BY VAALPARK MHU | August 25, 2021

Blog By

Dr Melané van Zyl

Patients often ask what the test is the psychiatrist perform to diagnose bipolar mood disorder. They often suffer from mood swings and have tried to Google their symptoms. Some have tried to diagnose themselves, which is quite an impossible task as we shall see. Some patients have consulted with a psychiatrist or a psychologist, but do not agree with the diagnosis they received. Many take a whole bunch of medications, and they often report they have bad side effects, and some still experience mood swings. Often patients are still extremely depressed, although they are taking psychiatric medications.

To be diagnosed with Bipolar Mood Disorder is quiet a serious affair, as it implies long term treatment with a mood stabilizer. It is seen as more serious mental health disorder, which may have some implications if for example you apply for insurance or want to work on a boat. However, the symptoms can cause grave consequences (e.g. suicide or high risk behaviour). The correct treatment – that is effective as well as tolerable- is paramount.

Why is it so difficult to get the right diagnosis?

• It is a clinical diagnosis; with other words the psychiatrist/psychologist will make the diagnosis on grounds of the information obtained during the assessment. There is no lab test or brain scan that can help.
• Patients usually come for help when they are depressed, not when they are manic. Most people who are manic do not believe there is anything wrong with them. If the people close to them notice something is wrong, the manic person usually refuse to go for help.
• This results that when the patient is in front of the doctor, he is usually depressed or asymptomatic. This means the diagnosis is often made by considering what symptoms someone had in the past- and this can be tricky.
• We know from research and the literature that screening tests and rating scales are not accurate. This implies the psychiatrist/ psychologist should have the skill to ask the right questions and interpret the answers accurately.
• It is a complicated disorder. It can be confused with other disorders that present with mood swings (e.g. Borderline Personality Disorder) or that present with hyperactivity (e.g. ADHD).
• There is something called the Bipolar Spectrum- which means there is a range of symptoms and the degree they occur in. Psychiatrists will sometimes disagree on which symptoms “count” to diagnose someone as bipolar.

How the diagnosis is made:

See the below PDF for a description of manic symptoms. Basically, mania is the opposite of depression- instead of low, depressed and slow, the person is hyperactive, “on a high” and talkative.

DSM-5 diagnostic criteria for manic episode – UpToDate

Some other diagnoses that can be confused with Bipolar Mood Disorder:

• Borderline Personality Disorder (BPD)
BPD is condition where the patient experiences a lot a mood swings. However, this is a longstanding pattern and the mood swings are not severe enough to meet the criteria for a manic episode.

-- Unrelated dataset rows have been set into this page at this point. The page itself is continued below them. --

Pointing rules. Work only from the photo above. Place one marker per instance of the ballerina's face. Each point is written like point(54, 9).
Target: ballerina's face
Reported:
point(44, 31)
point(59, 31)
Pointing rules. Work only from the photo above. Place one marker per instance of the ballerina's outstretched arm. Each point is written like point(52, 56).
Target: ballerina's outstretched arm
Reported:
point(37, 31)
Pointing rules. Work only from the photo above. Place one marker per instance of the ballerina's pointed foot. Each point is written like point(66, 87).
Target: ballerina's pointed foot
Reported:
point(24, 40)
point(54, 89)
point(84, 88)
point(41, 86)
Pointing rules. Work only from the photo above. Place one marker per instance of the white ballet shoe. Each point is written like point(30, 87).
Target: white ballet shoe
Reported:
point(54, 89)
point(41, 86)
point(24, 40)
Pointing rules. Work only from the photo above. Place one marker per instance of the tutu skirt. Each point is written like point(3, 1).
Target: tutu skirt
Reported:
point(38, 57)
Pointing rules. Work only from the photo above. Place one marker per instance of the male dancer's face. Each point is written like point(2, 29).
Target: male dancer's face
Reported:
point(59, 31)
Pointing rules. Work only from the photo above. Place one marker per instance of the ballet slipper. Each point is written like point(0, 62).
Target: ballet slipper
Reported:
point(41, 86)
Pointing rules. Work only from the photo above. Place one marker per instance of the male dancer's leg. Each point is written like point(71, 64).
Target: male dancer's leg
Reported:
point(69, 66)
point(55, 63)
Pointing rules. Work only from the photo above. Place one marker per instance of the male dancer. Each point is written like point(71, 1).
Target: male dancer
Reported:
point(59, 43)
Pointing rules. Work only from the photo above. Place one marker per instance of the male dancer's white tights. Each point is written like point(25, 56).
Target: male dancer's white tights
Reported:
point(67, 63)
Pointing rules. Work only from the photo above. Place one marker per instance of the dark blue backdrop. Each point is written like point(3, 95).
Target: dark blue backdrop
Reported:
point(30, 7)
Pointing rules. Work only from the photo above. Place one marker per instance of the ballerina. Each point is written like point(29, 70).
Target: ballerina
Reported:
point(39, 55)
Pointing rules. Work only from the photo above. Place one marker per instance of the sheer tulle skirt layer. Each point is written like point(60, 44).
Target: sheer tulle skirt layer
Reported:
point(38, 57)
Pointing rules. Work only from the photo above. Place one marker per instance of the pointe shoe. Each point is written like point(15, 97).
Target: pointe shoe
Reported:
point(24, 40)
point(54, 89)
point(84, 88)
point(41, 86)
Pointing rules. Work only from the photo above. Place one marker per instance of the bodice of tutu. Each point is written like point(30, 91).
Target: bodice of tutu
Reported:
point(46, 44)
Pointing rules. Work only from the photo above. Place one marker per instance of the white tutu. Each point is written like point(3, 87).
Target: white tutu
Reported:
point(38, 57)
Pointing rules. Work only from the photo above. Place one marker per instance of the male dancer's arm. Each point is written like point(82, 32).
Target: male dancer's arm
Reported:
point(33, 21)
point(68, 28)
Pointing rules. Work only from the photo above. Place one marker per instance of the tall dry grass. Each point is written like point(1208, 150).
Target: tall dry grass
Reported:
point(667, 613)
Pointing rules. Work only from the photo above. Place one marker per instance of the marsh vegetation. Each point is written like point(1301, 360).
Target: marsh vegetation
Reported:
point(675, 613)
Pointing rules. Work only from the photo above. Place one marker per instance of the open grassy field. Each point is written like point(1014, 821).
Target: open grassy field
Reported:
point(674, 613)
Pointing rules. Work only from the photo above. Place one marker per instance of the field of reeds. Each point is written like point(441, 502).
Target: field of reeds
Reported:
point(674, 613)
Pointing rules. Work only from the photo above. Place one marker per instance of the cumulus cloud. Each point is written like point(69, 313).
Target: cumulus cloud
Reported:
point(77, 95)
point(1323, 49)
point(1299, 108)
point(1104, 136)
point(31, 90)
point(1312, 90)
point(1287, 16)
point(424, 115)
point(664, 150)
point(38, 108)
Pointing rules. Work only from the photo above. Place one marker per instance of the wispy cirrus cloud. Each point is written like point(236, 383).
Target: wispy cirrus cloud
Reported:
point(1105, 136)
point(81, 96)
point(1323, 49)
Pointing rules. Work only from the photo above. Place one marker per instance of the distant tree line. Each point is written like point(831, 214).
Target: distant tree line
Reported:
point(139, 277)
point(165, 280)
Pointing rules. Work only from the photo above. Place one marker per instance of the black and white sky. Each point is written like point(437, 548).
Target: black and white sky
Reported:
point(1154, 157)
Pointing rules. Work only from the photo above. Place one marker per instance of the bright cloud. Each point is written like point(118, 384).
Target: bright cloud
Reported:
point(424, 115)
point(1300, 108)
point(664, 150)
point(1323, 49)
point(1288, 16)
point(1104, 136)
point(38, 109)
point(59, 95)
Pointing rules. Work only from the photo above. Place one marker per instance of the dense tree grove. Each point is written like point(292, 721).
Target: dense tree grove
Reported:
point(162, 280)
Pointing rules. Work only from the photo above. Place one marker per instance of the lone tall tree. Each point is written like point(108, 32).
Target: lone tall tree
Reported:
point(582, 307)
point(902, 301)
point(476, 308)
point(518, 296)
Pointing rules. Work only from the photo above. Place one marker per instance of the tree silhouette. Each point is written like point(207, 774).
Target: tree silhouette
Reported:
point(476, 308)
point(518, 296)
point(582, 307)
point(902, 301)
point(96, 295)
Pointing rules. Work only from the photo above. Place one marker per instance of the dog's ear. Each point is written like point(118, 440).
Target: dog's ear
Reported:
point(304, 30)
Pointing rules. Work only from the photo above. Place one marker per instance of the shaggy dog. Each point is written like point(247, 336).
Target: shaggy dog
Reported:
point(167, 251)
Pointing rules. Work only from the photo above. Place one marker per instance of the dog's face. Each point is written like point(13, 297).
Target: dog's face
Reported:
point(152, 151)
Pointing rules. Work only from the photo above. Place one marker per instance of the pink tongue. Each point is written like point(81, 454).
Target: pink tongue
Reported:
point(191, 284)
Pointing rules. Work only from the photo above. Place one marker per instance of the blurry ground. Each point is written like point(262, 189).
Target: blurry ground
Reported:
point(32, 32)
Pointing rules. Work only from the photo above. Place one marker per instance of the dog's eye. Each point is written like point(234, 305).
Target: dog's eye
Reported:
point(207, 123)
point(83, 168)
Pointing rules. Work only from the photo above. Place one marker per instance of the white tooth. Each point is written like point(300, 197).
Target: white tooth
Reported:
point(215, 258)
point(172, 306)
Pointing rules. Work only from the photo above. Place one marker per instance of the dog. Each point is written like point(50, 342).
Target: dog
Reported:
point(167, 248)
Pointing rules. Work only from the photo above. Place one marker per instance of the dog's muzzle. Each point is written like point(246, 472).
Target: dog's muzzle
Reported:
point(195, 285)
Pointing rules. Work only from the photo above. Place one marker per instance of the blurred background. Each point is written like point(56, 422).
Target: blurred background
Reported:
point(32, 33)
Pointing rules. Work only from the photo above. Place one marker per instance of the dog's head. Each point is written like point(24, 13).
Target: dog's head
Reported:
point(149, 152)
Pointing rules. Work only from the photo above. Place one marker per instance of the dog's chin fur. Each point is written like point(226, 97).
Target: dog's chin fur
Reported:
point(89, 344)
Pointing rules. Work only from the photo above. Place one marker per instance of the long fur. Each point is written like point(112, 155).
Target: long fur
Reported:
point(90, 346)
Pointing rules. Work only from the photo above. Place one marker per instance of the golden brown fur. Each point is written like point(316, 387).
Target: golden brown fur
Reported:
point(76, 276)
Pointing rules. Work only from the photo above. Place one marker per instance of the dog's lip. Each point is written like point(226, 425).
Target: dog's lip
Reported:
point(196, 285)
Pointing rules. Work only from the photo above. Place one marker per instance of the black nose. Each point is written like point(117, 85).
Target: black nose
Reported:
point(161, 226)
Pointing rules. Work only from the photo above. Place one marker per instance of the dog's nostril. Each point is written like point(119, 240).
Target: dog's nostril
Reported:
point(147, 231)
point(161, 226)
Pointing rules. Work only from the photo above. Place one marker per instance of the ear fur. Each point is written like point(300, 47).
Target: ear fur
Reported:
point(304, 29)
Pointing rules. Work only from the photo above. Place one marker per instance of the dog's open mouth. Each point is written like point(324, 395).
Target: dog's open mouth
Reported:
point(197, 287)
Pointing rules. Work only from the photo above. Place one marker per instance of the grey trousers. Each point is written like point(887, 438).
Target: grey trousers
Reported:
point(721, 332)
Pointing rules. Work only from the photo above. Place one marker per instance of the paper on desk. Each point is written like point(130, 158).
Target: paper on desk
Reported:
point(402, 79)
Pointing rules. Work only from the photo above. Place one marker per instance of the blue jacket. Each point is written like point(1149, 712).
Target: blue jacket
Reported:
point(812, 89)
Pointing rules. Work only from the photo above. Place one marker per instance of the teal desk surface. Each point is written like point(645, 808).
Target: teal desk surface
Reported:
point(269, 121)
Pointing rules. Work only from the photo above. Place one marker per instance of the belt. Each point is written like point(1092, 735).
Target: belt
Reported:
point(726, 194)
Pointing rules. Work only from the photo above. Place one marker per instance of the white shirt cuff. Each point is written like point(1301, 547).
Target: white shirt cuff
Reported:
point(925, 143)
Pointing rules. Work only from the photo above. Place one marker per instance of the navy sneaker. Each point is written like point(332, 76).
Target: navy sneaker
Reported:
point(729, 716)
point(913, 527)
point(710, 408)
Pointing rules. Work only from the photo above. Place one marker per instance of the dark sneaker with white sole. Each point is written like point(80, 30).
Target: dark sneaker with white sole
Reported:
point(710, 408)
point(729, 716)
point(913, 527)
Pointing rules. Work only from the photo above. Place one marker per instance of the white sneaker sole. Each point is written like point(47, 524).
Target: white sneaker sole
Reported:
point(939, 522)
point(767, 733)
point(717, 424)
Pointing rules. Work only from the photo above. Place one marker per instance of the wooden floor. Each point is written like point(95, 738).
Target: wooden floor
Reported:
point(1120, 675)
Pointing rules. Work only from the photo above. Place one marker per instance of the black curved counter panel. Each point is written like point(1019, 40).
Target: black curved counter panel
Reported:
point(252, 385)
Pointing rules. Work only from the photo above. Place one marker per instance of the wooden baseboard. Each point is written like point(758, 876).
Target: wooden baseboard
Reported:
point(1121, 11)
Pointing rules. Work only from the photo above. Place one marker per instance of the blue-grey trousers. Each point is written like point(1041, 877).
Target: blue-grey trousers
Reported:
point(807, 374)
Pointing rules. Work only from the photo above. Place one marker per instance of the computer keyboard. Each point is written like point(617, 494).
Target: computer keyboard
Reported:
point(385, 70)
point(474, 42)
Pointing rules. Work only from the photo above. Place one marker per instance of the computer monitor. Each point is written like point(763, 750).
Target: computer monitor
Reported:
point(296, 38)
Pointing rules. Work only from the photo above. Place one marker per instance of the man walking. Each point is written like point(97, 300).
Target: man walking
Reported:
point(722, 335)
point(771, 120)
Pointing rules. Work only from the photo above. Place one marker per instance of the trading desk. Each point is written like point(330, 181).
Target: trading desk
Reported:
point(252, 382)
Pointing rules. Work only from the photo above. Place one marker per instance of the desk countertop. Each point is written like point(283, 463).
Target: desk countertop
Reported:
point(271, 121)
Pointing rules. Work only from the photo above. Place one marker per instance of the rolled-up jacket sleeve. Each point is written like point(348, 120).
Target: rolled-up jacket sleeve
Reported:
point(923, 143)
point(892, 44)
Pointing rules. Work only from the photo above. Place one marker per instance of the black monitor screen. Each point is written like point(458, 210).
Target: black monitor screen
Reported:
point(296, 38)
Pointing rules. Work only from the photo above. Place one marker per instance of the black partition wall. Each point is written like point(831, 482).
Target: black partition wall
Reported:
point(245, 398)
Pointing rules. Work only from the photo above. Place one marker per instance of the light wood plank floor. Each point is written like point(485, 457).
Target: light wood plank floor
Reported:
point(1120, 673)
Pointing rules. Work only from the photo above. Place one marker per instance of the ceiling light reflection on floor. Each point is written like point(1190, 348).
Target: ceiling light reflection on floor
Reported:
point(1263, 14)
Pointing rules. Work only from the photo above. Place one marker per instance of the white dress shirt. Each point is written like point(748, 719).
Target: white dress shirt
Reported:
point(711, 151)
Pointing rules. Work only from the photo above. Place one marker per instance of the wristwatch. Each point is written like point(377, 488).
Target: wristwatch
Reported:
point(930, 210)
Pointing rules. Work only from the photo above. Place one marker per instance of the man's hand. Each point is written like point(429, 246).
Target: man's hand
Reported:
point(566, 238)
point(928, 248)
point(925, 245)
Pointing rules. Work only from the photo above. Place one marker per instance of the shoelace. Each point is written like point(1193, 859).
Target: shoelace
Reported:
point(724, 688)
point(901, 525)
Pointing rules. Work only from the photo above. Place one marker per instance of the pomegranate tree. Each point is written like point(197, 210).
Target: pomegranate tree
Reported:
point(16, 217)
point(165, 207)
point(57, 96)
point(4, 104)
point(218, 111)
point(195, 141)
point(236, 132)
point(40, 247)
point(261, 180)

Have a look at a blog I wrote about BPD:

• Atypical Depression
This is a type of depression that include symptoms such as eating and sleeping more than usual, feeling very “heavy” (leaden paralysis) and being sensitive to rejection/criticism. Some psychiatrists consider this a type of bipolar, but there is no clear manic episode in the past.

• Attention Deficit/Hyperactivity Disorder (ADHD)
People suffering from ADHD can look overly excited and busy, but ADHD is a developmental disorder (present from childhood) and it does not come in episodes.

• Hyperthymic temperament
This is an interesting “personality type” described by Prof Akiskal where a person is abnormally positive.

• Cyclothymia
Cyclothymia is a type of mood disorder where there are numerous highs and lows over a longer period e.g. two years, but the highs are not severe enough to be diagnosed as mania.

• Mania secondary to substance use
Some drugs (especially stimulants) can cause manic symptoms.

To conclude:

The diagnosis can only be made by a trained professional- a psychiatrist, clinical psychologist or general practitioner. The assessment will also include a medical history and sometimes tests such as blood tests or an EEG may be requested. Technically we can only diagnose BMD if there is not another illness present that explains the mood symptoms. If there is another explanation for the mania, such as substance use, the diagnosis might be changed to Mood Disorder secondary to substance use.

BMD is unfortunately not an easy diagnosis. But bear in mind the treatment includes a mood stabilizer, which you need a script for in any case. The assessment with the psychiatrist is the beginning of a conversation. The psychiatrist and the patient work together to get as close as possible to get to the correct diagnosis, as this will influence the treatment prescribed.